HET WEER EN SEIZOENEN
Weer
1 zonnig 2 bewolkt 3 helder 4 wazig
5 mistig 6 smoggy 7 winderig 8 vochtig / benauwd
9 regent 10 druilerig 11 sneeuwt 12 komt terecht
13 sleet 14 bliksem 15 onweer 16 sneeuwstorm
17 stofstorm 18 hittegolf
Temperatuur
19-thermometer 20 Fahrenheit 21 Celsius / Celsius
22 heet 23 warm 24 cool 25 koud 26 vriezen
A. Weer
1. zonnig 2. bewolkt 3. wis 4. vaag
5. mistig 6. winderige 7. vochtig / mu 8. regenen
9. druilerig 10. sneeuwt 11. Hoor 12. sleeting
13. bliksem 14. onweer 15. sneeuwstorm 16. orkaan / tyfoon 17. tornado
B. Temperatuur
18. thermometer
19. Fahrenheit
20. Celsius / Celsius
21. heet
22. warm
23. stoer
24. koude
25. ijskoud
Temperatuur
C. seizoenen
26. zomer
27. tall / herfst
28. winter
29. de lente
Storms
cycloon: een hevige storm met draaiende wind
- Ze hebben hun vakantieplannen gewijzigd vanwege de cycloonwaarschuwing.
gek: een wind met een snelheid tussen twee en dertig en drie en zestig mijl per uur (tussen vijftig en honderd kilometer per uur)
- We kunnen beter thuis blijven. Het ziet eruit als een storm buiten.

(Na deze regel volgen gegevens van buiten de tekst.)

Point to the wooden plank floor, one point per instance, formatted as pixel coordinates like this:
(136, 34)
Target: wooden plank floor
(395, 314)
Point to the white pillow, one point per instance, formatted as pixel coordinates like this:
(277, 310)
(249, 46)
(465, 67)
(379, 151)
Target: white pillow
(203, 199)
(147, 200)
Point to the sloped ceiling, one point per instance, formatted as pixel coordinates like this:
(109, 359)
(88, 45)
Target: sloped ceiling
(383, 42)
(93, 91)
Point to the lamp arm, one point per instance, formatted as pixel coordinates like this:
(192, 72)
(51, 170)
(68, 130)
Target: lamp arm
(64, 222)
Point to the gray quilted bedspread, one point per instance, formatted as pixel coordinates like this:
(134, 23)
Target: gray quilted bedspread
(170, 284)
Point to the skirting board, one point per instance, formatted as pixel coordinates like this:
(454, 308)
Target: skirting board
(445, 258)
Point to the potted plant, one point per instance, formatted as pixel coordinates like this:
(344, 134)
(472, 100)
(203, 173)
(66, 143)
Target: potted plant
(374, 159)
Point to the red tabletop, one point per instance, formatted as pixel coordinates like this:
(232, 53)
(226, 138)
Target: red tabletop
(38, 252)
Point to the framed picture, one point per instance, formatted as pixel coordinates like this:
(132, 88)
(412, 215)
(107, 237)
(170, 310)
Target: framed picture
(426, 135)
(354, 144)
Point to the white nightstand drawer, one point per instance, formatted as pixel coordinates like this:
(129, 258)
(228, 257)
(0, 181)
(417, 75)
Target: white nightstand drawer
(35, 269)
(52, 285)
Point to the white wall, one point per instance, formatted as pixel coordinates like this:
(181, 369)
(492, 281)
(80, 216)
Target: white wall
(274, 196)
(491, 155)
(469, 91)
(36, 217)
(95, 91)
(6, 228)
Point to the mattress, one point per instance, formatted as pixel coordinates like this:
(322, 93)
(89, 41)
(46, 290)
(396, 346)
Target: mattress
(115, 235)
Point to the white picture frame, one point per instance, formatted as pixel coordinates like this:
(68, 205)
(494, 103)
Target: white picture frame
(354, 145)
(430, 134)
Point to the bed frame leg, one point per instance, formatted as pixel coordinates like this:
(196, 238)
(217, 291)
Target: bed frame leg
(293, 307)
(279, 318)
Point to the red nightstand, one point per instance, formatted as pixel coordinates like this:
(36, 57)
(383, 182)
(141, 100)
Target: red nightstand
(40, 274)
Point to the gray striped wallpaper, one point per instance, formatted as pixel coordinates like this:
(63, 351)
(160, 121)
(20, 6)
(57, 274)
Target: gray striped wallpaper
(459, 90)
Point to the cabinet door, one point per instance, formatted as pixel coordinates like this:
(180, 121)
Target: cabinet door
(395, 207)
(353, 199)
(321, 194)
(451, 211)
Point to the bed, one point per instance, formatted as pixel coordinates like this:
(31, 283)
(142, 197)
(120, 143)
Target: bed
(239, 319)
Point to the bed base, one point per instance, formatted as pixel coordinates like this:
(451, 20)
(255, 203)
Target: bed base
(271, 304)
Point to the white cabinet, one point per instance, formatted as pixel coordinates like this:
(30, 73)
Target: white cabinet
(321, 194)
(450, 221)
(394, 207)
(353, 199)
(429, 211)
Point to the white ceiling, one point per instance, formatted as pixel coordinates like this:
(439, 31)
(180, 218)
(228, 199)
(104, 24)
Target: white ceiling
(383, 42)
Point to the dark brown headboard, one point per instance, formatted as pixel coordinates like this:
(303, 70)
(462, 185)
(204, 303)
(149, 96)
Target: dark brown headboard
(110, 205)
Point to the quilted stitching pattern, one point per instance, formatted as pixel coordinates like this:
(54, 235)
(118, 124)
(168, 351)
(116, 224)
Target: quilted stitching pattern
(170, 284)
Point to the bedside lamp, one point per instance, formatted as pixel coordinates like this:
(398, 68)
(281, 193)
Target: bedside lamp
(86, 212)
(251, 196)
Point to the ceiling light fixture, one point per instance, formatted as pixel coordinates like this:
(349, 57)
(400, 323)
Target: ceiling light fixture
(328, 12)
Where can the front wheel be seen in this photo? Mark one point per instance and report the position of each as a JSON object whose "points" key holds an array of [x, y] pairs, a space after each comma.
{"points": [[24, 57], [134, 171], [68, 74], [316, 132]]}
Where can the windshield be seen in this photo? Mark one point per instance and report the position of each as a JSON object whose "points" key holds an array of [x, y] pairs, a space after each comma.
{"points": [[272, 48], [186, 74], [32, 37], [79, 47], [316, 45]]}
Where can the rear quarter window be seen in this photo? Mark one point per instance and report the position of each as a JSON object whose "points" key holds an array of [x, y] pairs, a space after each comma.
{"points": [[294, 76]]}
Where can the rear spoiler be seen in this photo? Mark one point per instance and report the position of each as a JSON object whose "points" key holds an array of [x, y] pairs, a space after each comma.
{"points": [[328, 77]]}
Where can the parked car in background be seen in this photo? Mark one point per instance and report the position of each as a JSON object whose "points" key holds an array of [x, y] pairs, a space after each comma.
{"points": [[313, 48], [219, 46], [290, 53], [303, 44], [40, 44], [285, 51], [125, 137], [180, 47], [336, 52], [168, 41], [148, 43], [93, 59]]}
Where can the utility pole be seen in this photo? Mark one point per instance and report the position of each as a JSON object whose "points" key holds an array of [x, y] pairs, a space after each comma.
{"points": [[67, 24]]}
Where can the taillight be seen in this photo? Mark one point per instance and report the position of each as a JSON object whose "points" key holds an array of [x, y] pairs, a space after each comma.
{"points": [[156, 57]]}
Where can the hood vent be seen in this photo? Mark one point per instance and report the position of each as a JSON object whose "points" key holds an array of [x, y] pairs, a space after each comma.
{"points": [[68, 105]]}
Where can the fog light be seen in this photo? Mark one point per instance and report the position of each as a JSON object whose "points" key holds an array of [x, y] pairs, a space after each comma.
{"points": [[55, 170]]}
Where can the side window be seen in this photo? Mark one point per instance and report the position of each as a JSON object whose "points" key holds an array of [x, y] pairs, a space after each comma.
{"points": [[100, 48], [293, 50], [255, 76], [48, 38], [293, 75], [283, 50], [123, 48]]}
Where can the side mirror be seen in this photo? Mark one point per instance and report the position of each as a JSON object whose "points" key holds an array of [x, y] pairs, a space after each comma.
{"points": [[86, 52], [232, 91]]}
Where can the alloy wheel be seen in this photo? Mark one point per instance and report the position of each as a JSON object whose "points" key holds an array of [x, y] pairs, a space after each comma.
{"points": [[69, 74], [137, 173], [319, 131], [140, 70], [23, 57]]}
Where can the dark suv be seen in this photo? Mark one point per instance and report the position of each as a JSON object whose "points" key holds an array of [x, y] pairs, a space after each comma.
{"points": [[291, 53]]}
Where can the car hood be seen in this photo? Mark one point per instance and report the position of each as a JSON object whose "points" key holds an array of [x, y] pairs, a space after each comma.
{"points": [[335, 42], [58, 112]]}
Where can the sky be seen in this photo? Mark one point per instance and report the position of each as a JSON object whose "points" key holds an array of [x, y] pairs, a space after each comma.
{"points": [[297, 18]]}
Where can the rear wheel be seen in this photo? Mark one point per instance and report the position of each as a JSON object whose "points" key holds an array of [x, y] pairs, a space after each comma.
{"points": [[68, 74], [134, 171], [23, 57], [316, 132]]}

orkaan: een tropische storm met winden van vier en zeventig mijl per uur (119 kilometers per uur) of meer
- De orkaan haalde het dak van het huis van onze buren.
zandstorm: een storm van zand in de woestijn
- Tijdens de zandstorm waren er wolken zand in de lucht.

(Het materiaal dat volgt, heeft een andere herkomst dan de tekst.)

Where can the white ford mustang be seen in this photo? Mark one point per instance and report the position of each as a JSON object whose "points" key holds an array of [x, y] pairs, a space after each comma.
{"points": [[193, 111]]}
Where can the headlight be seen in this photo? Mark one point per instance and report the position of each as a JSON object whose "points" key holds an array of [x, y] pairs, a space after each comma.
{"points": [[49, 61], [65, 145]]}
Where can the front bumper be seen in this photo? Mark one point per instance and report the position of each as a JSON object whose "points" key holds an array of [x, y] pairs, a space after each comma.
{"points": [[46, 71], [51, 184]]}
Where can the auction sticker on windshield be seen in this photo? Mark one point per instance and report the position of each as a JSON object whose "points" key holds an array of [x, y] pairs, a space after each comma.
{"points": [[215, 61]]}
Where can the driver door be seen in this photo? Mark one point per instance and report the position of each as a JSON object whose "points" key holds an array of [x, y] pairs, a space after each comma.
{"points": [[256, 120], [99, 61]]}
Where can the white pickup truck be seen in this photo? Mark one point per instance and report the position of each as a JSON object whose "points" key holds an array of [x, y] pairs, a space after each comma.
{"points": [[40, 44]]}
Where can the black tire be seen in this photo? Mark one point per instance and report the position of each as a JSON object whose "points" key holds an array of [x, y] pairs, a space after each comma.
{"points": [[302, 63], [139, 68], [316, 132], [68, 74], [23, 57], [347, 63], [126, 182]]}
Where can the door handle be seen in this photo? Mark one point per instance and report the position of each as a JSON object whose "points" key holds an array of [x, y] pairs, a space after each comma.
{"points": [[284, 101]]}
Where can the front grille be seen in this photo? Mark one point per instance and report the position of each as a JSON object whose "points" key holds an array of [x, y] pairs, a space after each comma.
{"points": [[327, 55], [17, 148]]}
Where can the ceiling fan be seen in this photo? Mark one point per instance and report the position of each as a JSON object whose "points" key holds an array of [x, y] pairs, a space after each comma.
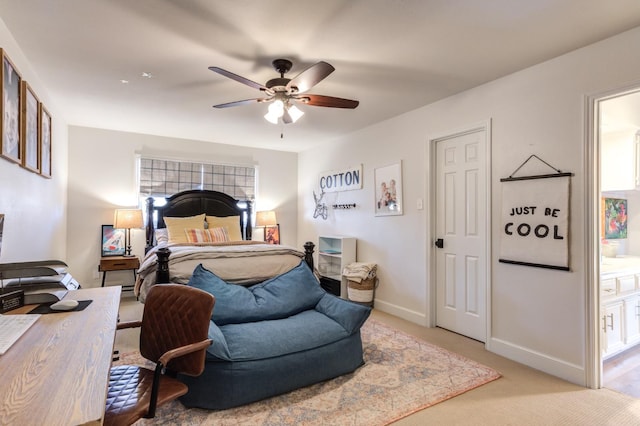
{"points": [[283, 92]]}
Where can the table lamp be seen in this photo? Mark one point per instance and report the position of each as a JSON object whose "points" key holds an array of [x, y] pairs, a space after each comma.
{"points": [[127, 219], [267, 220]]}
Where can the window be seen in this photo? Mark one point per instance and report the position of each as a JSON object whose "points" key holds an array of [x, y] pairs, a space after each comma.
{"points": [[162, 178]]}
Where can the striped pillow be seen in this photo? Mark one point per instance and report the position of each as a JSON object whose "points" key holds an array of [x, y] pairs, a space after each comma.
{"points": [[211, 235]]}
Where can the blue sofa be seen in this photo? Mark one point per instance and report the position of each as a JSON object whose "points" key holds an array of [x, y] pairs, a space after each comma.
{"points": [[272, 338]]}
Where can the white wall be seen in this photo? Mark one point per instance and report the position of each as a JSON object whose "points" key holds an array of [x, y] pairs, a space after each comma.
{"points": [[538, 316], [34, 207], [102, 177]]}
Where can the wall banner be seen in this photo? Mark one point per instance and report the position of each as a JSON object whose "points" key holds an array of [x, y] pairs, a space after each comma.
{"points": [[535, 221], [341, 180]]}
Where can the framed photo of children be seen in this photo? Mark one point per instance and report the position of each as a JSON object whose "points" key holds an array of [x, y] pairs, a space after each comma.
{"points": [[30, 128], [45, 142], [112, 241], [10, 111], [388, 190]]}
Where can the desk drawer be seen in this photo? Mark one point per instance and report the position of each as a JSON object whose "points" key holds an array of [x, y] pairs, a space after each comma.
{"points": [[608, 287], [119, 263]]}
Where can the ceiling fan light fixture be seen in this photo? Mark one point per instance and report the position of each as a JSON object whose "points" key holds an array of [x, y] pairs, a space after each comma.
{"points": [[295, 113], [275, 111]]}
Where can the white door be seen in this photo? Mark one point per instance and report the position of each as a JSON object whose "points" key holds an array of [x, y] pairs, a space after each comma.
{"points": [[461, 230]]}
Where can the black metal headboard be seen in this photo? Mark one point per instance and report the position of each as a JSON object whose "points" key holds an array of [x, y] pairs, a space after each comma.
{"points": [[194, 202]]}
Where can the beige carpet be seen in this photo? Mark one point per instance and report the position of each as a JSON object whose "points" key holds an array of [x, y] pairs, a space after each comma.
{"points": [[401, 375]]}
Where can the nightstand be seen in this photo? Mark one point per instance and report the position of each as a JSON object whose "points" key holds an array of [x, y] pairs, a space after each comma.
{"points": [[120, 263]]}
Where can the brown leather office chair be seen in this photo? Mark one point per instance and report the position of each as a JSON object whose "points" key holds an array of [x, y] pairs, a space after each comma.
{"points": [[174, 335]]}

storm: een harde wind met regen, sneeuw of hagel, en soms met donder en bliksem
- Ze moesten stoppen vanwege de storm.
tornado: een hevige storm die in een cirkelvormige beweging draait met snelheden tot driehonderd mijl per uur
- Iedereen moet onderdak zoeken; er is een tornadowaarschuwing voor het gebied.